For the last two years, the Behavioural Insights Team at the Cabinet Office has been working to apply insights from behavioural sciences and economics to a range of public and social policy challenges – thus taking many years’ worth of academic research and hauling it into the realm of practical application. Recently I’ve been to two events – one, the launch of the Behavioural Design Lab (a partnership between Warwick Business School and Design Council), and two, a recent Which? workshop exploring how to better ground regulatory policy in the behaviour of ‘real consumers’ – that suggest the approach is beginning to spread beyond government and into the territory of regulators, designers, and innovators. As part of the Innovation in Giving Fund, we are also interested in how to apply behavioural insights to better understand motivations and behaviour around giving and reciprocal exchange.
Taking the realm of economics as a way into this discussion, here our traditional understanding of human behaviour has been based on a theoretical model – people are conceived of as ‘utility maximisers’, where utility is understood as a function of consumption. In other words, decisions are based entirely on getting the most stuff for our money. This principle of human motivation is the underlying rationale for our entire economic system.
But when we look at real, human behaviour, it’s all the other stuff – time, mental exertion, social norms – that shape our decisions just as much. We function within ‘bounded rationality’ – limited by the amount of time available to us to make a decision, our patience to sort through complicated options and weigh up pros and cons, our ability to successfully defer instant gratification to make the best long-term decision, and the information that we have about the decision we’re making.
The problem is that our entire policy and regulatory system is based on the model, not the reality. It’s how the myriad of choices that the mass majority of us make have been dubbed ‘irrational’ and therefore ignored.
Two examples from the Behavioural Insights Team that I really like include:
Government subsidised insulation in attempts to incentivise more people to insulate their lofts. According to ‘rational choice theory’, people should have taken up the offer. But no one did. Why? It’s not that people didn’t want to save money (not to mention do their bit to protect the environment) but more than that, they didn’t want to go up to their lofts and spend hours clearing out old boxes in order to make room for the installation – it was just too much of a hassle. Under the current system, this would be considered ‘irrational’ behaviour, and hence not captured in the model. But in basing a policy in a genuine understanding of human behaviour and motivation, new solutions can be found. In this case, it was designing an installation service that included a complimentary clear out of your loft and delivery of unwanted goods to the charity shop. Suddenly, the take up rose significantly.
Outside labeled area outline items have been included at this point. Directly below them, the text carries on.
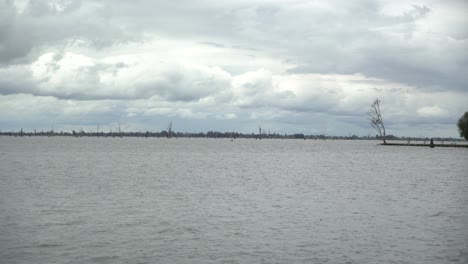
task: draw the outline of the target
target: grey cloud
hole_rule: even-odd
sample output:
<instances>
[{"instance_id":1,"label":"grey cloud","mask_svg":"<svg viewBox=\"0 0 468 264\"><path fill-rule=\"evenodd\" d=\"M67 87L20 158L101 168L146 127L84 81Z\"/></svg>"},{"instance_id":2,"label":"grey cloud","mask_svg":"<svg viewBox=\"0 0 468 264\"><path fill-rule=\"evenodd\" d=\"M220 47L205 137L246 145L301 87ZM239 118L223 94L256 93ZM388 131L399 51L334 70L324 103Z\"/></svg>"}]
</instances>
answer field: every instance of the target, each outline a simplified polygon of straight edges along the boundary
<instances>
[{"instance_id":1,"label":"grey cloud","mask_svg":"<svg viewBox=\"0 0 468 264\"><path fill-rule=\"evenodd\" d=\"M34 49L77 39L102 48L141 37L141 32L113 23L105 16L107 7L98 2L59 3L65 5L59 9L48 1L29 1L19 13L13 1L0 0L0 65L17 62Z\"/></svg>"}]
</instances>

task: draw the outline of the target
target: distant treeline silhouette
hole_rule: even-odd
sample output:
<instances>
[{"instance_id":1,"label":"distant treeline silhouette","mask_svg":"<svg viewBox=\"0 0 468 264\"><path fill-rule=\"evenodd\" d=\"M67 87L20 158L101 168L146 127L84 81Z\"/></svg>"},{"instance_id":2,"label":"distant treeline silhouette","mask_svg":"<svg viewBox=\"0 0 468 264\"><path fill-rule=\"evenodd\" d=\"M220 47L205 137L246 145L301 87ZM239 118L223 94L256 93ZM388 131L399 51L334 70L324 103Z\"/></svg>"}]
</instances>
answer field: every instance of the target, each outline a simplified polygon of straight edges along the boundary
<instances>
[{"instance_id":1,"label":"distant treeline silhouette","mask_svg":"<svg viewBox=\"0 0 468 264\"><path fill-rule=\"evenodd\" d=\"M279 134L279 133L239 133L239 132L218 132L218 131L208 131L208 132L174 132L166 130L160 132L86 132L83 130L80 131L71 131L71 132L56 132L56 131L11 131L11 132L0 132L0 136L11 136L11 137L35 137L35 136L45 136L45 137L102 137L102 138L119 138L119 137L143 137L143 138L250 138L250 139L359 139L359 140L375 140L380 139L379 135L375 136L327 136L327 135L305 135L303 133L294 133L294 134ZM387 140L429 140L429 138L421 137L397 137L393 135L387 135L385 137ZM463 141L459 138L441 138L434 137L434 140L437 141Z\"/></svg>"}]
</instances>

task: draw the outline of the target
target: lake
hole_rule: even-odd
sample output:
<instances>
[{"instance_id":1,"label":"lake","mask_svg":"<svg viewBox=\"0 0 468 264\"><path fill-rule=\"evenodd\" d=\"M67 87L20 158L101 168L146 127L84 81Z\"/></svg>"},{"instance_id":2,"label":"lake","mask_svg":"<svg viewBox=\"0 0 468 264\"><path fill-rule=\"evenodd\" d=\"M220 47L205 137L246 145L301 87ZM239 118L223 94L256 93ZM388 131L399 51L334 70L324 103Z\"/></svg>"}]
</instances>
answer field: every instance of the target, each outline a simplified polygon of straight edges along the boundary
<instances>
[{"instance_id":1,"label":"lake","mask_svg":"<svg viewBox=\"0 0 468 264\"><path fill-rule=\"evenodd\" d=\"M0 137L1 263L468 263L468 149Z\"/></svg>"}]
</instances>

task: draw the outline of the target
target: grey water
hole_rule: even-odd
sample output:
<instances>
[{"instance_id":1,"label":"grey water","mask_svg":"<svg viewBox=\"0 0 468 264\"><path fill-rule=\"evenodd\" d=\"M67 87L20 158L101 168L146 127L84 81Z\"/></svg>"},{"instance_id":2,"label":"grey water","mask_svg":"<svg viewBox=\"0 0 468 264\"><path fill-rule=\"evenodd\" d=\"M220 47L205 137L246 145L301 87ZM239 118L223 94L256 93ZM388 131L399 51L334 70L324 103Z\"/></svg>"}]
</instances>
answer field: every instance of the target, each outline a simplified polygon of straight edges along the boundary
<instances>
[{"instance_id":1,"label":"grey water","mask_svg":"<svg viewBox=\"0 0 468 264\"><path fill-rule=\"evenodd\" d=\"M468 149L0 137L0 263L468 263Z\"/></svg>"}]
</instances>

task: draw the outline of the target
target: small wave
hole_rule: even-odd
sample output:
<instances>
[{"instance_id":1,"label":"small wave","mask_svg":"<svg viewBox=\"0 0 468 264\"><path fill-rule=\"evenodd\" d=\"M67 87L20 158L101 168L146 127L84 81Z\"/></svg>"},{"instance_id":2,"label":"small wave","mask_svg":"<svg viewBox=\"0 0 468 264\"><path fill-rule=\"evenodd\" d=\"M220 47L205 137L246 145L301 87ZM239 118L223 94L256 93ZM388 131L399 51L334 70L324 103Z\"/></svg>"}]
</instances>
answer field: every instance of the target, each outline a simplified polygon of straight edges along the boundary
<instances>
[{"instance_id":1,"label":"small wave","mask_svg":"<svg viewBox=\"0 0 468 264\"><path fill-rule=\"evenodd\" d=\"M52 248L52 247L60 247L60 246L63 246L63 245L62 244L47 244L47 243L44 243L44 244L39 244L36 247L38 247L38 248Z\"/></svg>"},{"instance_id":2,"label":"small wave","mask_svg":"<svg viewBox=\"0 0 468 264\"><path fill-rule=\"evenodd\" d=\"M444 214L444 212L440 211L440 212L438 212L437 214L430 215L429 217L441 216L441 215L443 215L443 214Z\"/></svg>"}]
</instances>

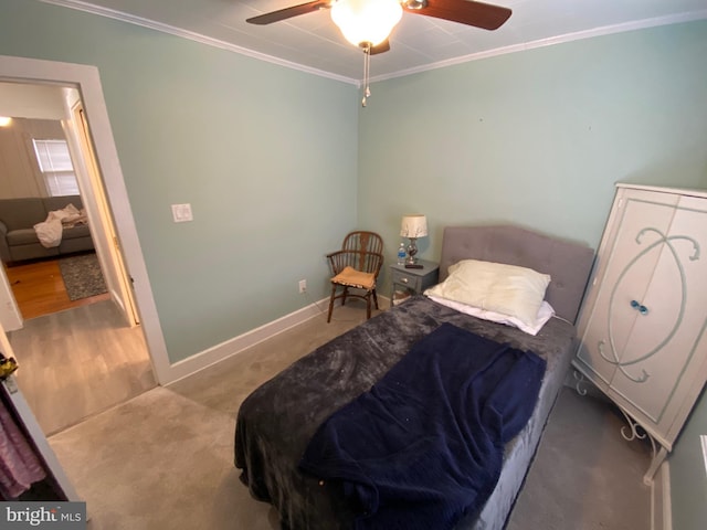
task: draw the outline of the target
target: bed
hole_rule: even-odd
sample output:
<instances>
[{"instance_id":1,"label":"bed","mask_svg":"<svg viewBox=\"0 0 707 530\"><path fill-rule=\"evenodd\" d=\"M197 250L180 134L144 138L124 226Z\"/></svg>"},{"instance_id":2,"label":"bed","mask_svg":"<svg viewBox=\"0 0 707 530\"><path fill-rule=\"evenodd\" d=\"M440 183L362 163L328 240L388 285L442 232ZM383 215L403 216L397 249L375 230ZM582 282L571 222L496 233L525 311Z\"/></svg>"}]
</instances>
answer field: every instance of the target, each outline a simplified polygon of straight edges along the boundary
<instances>
[{"instance_id":1,"label":"bed","mask_svg":"<svg viewBox=\"0 0 707 530\"><path fill-rule=\"evenodd\" d=\"M537 335L530 335L506 324L461 312L456 308L440 304L439 301L443 301L440 298L435 301L429 296L413 296L299 359L254 390L242 403L235 427L235 466L241 469L241 480L249 487L251 495L275 507L283 529L409 529L415 524L416 528L435 530L452 527L474 530L504 528L569 369L577 340L572 322L577 318L592 267L593 251L585 245L518 226L446 227L440 261L440 285L449 285L453 275L457 274L458 265L455 264L474 263L464 262L467 259L482 264L490 262L527 267L548 275L551 280L544 292L544 297L553 309L555 317L547 320ZM450 275L451 271L453 275ZM429 342L444 329L463 336L465 340L473 336L484 343L505 344L505 348L516 356L514 359L520 359L524 354L540 359L542 371L538 372L537 383L534 383L537 388L529 391L530 394L535 392L531 406L523 425L517 432L513 432L510 439L504 438L503 445L499 445L498 436L492 436L484 443L471 444L474 447L478 445L490 449L496 447L499 453L498 469L489 471L489 479L483 487L469 486L468 491L473 494L474 502L469 502L469 506L461 511L457 510L458 513L452 519L445 519L444 524L431 526L424 522L423 516L430 516L423 513L424 508L420 508L418 522L414 522L414 518L409 521L401 519L401 515L414 512L414 507L426 506L418 499L402 505L404 510L398 515L393 513L392 519L389 517L387 522L382 519L381 523L371 523L376 518L363 512L371 502L378 506L378 495L383 495L382 487L380 491L376 489L377 486L373 487L376 499L371 501L370 496L367 497L372 491L368 487L370 485L362 487L348 481L348 478L333 479L336 473L331 477L313 473L313 469L326 471L338 468L344 471L348 469L346 473L350 474L355 471L358 463L341 464L327 456L324 464L313 464L308 455L316 454L323 447L321 451L328 451L333 444L330 439L323 441L321 436L323 433L335 428L331 427L331 424L336 425L335 418L340 418L344 411L351 413L351 406L362 398L369 396L373 390L390 384L391 374L398 373L405 361L410 364L410 357L420 349L420 344ZM537 370L539 364L536 362L534 365ZM393 384L398 384L397 381ZM508 394L511 401L514 394L515 392ZM411 400L414 401L412 398ZM524 400L527 402L530 398L521 398L520 403ZM410 409L409 403L402 403L401 406ZM408 409L403 414L405 421ZM434 420L430 422L430 413L426 414L424 421L413 418L415 425L436 424L436 417L441 417L434 412ZM358 421L357 425L366 424L370 418L360 417L366 420ZM338 424L345 427L347 425L346 421ZM354 423L349 422L348 426L351 425ZM361 436L367 435L361 433ZM358 437L356 431L344 435L347 439ZM428 438L432 439L424 434L420 436L420 439ZM335 449L339 451L339 443L334 445ZM349 449L344 453L347 451ZM420 456L426 458L428 454L428 449L424 449ZM495 457L489 456L489 462L494 459ZM392 459L388 460L369 458L367 462L374 462L376 469L381 467L382 464L379 463L382 462L387 462L389 466L399 465ZM473 464L474 457L469 460L469 465ZM451 465L464 468L467 464L460 462ZM348 477L346 473L344 477ZM384 466L382 473L388 473ZM408 471L400 473L404 475ZM460 486L461 491L467 491L464 487ZM488 490L485 491L485 488ZM419 492L420 488L415 491ZM432 491L435 492L439 494L437 490ZM380 502L382 505L383 501ZM382 508L380 511L383 511ZM453 523L450 523L450 520ZM391 521L397 522L391 524Z\"/></svg>"}]
</instances>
Another great example is the way that social norms and peer pressure shapes our decisions – another area entirely unaccounted for by rational choice theory. In pushing people to complete their tax returns, reminder letters are often sent out, and often ignored. But in a new approach letters were sent out that stated the percentage of people in your neighbourhood/county/city who had already completed theirs. In seeing that the majority of your neighbours and peers had fulfilled their responsibility, people were compelled to take action. The desire to stick with the herd, and not be the odd one out, is strong. Communicating this information to others had a significant and sharp impact on number of completions, saving huge amounts of money.
In the separate, but related, field of charitable giving, we see that human behaviour is governed not just by a desire to make the biggest impact with a donation or volunteered time, but also a desire to forge and develop meaningful relationships, build our sense of identity, share with others, win a reward, or just have fun. A couple examples of the behavioural insight approach being used in practice in this space include:
- Brixton Pound, New Economics Foundation and Dr David Reinstein at the University of Essex are testing out how the use of a complementary currency and different incentives can increase donations and local giving. Called Payroll Local, it takes an experimental approach and draws on insights from behavioural economics.
- Professor Peter John at University College London are using RCTs to test what mechanisms are effective in recruiting volunteers here in the UK to support a variety of different causes, from assisting older people in their homes to reducing bullying in schools.
And we’re always on the lookout for more opportunities to use behavioural approaches to test out and build our understanding of the most effective ways to increase giving – so keep watching this space.